El señor Lee explica que los motivos que llevaron a sus padres a tomar esa decisión, fue que deseaban bajar el ritmo y ajetreo en sus vidas “mis papás tenían una buena situación en Corea, pero pensaron que podían vivir una vida con más descanso que en Corea y cumplir su sueño americano”.

Sin embargo, Dios tuvo otro propósito “mis papás buscaban el sueño americano, pero se vincularon mucho con lo que es la plantación de iglesias”.

Juan Lee, decide continuar con su propio sueño americano y se marcha a la universidad en Estados Unidos, donde cursa una carrera de química, sin embargo, al terminarla regresa a Argentina donde da inicio su vida empresarial con un negocio de importaciones y exportaciones.
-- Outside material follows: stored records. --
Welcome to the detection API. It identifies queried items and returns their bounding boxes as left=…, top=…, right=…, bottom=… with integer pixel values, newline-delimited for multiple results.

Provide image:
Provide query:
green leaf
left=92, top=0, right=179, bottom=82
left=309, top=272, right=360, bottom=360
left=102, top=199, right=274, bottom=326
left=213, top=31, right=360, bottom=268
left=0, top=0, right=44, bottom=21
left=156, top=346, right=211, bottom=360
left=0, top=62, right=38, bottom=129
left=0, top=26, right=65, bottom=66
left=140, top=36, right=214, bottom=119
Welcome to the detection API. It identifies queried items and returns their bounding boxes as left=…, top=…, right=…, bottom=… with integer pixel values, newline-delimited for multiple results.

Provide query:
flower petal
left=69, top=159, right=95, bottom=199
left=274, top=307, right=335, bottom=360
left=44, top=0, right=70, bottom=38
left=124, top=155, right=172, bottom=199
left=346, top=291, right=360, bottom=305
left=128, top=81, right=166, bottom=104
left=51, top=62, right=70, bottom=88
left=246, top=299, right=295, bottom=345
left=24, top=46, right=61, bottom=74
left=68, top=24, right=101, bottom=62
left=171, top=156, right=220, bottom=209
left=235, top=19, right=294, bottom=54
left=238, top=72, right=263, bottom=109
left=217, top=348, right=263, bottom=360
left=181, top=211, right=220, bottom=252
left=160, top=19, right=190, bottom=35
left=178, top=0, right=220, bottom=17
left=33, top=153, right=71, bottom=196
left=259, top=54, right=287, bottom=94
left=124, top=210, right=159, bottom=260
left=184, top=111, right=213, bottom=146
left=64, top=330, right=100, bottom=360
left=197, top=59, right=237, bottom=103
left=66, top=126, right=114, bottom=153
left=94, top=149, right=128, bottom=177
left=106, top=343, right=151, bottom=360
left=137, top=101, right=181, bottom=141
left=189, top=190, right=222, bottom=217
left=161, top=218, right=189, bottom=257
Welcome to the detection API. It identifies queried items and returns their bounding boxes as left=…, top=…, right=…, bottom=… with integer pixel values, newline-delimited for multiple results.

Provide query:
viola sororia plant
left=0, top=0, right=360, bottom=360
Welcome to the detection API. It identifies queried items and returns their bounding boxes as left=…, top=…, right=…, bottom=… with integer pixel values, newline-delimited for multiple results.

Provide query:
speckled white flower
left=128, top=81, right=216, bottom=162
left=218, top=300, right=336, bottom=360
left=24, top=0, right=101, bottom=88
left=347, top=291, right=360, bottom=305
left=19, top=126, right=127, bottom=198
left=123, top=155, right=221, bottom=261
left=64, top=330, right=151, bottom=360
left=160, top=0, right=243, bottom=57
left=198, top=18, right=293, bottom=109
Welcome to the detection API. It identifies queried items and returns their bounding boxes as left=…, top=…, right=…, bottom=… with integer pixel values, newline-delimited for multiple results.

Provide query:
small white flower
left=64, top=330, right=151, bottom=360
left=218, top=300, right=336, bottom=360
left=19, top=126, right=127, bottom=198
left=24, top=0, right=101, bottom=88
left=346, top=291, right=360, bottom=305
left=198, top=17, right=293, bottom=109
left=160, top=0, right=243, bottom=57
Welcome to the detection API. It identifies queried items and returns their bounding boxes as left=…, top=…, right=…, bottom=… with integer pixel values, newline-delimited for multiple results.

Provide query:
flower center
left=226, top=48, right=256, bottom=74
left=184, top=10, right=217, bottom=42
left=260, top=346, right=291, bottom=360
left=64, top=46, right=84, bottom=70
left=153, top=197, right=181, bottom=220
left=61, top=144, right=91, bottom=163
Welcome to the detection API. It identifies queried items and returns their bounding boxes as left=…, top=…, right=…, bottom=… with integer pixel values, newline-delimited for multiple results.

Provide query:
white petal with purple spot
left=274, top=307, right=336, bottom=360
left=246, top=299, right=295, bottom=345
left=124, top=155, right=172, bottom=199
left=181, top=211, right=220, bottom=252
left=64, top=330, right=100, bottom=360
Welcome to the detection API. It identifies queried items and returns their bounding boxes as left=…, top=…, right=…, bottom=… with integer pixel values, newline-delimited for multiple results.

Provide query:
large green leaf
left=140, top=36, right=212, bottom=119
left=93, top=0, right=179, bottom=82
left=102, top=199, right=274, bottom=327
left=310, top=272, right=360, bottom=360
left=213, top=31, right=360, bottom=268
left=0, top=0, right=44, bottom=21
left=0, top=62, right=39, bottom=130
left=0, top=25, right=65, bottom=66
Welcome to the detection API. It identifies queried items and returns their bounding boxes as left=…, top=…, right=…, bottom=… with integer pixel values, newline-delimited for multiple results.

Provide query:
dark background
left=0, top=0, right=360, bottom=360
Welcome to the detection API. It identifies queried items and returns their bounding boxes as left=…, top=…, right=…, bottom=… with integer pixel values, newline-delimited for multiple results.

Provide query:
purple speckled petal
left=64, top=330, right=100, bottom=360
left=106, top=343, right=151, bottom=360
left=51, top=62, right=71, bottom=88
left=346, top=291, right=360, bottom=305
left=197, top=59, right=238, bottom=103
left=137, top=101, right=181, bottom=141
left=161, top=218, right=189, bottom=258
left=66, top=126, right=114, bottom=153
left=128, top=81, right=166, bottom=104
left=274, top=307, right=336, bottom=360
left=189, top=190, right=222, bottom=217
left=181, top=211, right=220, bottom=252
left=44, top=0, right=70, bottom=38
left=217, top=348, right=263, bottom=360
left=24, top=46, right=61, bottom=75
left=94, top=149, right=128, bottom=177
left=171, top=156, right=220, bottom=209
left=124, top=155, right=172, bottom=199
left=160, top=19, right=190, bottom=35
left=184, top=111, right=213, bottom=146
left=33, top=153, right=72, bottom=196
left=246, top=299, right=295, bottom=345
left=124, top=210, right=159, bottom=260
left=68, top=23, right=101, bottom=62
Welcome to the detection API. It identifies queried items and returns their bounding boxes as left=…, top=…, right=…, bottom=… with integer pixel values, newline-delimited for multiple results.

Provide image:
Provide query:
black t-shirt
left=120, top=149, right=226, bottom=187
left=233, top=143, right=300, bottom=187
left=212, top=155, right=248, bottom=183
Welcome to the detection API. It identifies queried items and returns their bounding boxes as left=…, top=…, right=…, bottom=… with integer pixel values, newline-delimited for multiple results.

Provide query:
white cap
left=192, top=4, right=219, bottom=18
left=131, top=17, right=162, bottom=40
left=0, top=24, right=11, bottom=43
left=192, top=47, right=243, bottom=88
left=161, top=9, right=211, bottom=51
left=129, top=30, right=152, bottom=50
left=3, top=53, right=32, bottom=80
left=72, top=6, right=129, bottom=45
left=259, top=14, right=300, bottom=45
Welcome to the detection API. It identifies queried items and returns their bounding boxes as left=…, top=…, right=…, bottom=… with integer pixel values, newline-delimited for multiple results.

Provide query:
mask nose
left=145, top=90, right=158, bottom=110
Pero algo cambia la vida de Juan Lee cuando tiene un llamado a servirle a Dios y decide entrar al seminario teológico bautista donde saca su licenciatura, luego regresa a Estados Unidos a sacar una maestría en estudios interculturales.

“El llamamiento fue una respuesta a un compromiso que me hice con Dios de servirle, va para largo la historia del llamado, pero sin duda ha sido una de las mejores decisiones”, explica el pastor Lee.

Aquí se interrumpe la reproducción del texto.